According to historian Theodore M Porter, American genetic counselling pioneer Sheldon Reed and Swedish human geneticist Jan Arvid Böök ‘introduced the term ‘empirical risk’’ in 1950 as a reframing of the older notion of ‘empirical hereditary diagnosis’ that meant ‘a statistical prediction based on measurable or diagnosable traits’ (Porter 2018, 283, 345).50 By the 1960s, the term ‘risk’ had replaced not only the latter but also other older terms such as ‘manifestation probability’ in human genetics (Cottebrune 2015, 202–5). In the GDR, the term ‘risk’ in the context of genetic counselling was first mentioned in 1972 in the previously mentioned article on genetic counselling in the Soviet Union by Witkowski and Steinbicker (Witkowski and Steinbicker 1972, 4). Even though the words used to express risk changed, the principle did not: ultimately, the creation of risk figures was a matter of establishing probabilities. What changed was that probabilities were made more precise through new technical methods. However, additional laboratory diagnostics, the goal of which were to carry out testing more safely, could again produce uncertainty or even new risks (an amniocentesis could hurt a fetus or even cause a miscarriage). Even to get proper amniotic cells for an examination could be problematic: the sample gained from the amniocentesis might be too small; the amniotic cells might not grow; or the incubator might fail.

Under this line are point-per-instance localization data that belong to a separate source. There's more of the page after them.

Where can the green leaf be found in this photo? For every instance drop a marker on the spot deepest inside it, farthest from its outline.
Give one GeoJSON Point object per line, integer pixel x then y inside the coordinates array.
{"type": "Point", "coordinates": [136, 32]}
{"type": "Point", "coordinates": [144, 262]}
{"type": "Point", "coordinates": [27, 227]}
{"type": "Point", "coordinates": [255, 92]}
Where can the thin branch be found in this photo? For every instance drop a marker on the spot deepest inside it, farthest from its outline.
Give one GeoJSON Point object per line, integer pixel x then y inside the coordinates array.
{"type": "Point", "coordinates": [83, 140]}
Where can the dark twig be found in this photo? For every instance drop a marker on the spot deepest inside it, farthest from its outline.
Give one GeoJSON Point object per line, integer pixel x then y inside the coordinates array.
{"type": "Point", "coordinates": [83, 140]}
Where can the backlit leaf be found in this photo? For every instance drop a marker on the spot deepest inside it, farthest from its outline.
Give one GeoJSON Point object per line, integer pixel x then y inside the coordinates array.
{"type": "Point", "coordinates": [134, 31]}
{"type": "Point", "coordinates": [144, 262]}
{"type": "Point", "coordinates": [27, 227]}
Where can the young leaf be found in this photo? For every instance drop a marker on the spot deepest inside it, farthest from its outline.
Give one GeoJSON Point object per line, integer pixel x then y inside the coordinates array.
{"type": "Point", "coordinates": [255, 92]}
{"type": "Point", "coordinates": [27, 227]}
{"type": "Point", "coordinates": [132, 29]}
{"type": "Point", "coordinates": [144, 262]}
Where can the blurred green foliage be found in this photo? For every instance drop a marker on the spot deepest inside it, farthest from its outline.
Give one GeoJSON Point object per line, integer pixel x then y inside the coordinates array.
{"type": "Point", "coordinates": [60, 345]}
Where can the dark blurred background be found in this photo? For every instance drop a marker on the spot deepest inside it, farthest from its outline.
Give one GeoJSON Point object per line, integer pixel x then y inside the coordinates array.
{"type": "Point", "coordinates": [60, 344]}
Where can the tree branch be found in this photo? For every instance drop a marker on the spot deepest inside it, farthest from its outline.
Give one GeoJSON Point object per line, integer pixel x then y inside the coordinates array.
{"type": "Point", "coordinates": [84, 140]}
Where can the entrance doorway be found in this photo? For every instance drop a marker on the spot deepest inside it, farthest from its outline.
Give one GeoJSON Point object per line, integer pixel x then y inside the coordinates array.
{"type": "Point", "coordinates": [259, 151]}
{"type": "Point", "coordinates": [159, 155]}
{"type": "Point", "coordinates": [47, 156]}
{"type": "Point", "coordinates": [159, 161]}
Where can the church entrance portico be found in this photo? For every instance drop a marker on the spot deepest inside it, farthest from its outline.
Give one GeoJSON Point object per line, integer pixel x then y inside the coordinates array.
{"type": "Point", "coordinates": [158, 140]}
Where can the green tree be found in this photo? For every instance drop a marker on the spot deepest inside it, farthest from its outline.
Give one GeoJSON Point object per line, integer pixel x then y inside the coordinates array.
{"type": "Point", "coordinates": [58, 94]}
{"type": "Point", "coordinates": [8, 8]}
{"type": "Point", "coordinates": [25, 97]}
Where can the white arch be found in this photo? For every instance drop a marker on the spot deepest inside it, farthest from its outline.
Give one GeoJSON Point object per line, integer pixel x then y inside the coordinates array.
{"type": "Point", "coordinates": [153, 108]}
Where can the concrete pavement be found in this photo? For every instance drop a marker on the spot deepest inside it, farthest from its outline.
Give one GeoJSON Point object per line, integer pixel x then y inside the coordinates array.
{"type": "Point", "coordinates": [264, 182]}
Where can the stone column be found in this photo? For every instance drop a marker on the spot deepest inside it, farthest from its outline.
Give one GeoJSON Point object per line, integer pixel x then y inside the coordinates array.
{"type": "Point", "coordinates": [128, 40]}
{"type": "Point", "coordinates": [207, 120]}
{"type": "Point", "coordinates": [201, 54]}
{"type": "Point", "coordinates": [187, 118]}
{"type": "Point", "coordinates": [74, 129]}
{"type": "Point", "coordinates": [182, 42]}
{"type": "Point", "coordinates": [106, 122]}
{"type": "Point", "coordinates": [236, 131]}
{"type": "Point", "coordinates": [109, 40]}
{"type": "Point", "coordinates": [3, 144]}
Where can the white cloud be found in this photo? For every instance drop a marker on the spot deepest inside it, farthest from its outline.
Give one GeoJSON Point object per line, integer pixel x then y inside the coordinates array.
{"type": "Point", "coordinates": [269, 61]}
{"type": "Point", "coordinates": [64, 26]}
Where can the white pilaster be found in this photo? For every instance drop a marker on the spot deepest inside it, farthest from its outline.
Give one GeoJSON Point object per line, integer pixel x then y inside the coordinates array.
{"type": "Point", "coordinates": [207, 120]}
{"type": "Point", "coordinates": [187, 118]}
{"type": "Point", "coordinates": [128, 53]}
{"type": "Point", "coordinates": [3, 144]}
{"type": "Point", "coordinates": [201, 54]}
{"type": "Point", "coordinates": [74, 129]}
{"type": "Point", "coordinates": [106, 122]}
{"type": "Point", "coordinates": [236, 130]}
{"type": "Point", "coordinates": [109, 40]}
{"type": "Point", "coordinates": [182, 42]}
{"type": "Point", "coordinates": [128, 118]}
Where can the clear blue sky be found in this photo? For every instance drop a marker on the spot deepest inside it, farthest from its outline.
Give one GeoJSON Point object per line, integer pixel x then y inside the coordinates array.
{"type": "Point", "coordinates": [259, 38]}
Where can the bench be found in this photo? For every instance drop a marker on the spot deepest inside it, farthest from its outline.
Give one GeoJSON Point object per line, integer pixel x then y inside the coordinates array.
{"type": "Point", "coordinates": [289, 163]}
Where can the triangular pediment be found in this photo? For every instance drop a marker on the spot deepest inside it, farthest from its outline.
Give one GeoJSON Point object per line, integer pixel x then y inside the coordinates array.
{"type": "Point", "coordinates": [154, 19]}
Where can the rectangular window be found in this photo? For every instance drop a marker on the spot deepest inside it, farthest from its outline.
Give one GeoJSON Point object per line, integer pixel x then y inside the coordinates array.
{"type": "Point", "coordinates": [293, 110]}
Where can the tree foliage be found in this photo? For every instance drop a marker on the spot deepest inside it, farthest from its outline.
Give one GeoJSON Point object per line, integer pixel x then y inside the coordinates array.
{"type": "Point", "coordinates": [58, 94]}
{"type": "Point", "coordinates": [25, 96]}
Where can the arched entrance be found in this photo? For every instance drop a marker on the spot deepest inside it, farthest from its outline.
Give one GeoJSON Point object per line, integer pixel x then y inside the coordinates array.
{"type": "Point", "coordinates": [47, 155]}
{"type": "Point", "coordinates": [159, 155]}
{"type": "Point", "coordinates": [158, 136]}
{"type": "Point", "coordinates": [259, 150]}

Moreover, the enzyme activity of the amniotic cell in question might be in a threshold range or the interpretation of a karyogram might be ambiguous (Weise, Quent, and Hemke 1978, 769–78; Weise and Gabriel 1983, 2034–38). Consequently, the risks with respect to the probability of having a child with a disability had to be weighed against the risks and uncertainties of an amniocentesis.

In addition, another modification took place. The assessment of what was considered a ‘high’ or ‘low’ risk could change. To demonstrate this, I compare a passage of text on the inheritance of schizophrenia in a 1955 article by the psychiatrist Dietfried Müller-Hegemann, and a chapter on schizophrenia in a textbook by Witkowski and Prokop 1974. Müller-Hegemann wrote his contribution following a consultation with the Ministry of Health.51 He, like Witkowski and Prokop, calculated the same probability (16.4%) for children with a schizophrenic parent to develop schizophrenia. While Müller-Hegemann saw no reason ‘to kill germinating life, about 84% of which would manifest as healthy’ (Müller-Hegemann 1977, 249), Witkowski and Prokop explained that they would dissuade a person from having their own biological children if one partner suffered from schizophrenia (Witkowski and Prokop 1974, 648). Thus, 19 years apart, the same risk could be evaluated in different ways. Considering the historical background, these different interpretations are not surprising. Müller-Hegemann, still reacting to the horrors of the National Socialist sterilisation programme, and also sympathising with Lysenko’s ideas, emphasised the impact of environmental factors for the development of mental diseases. Witkowski and Prokop, by contrast, stressed the meaning of genetics for medicine over an impressive 1071 pages. So how were the estimated probabilities rated?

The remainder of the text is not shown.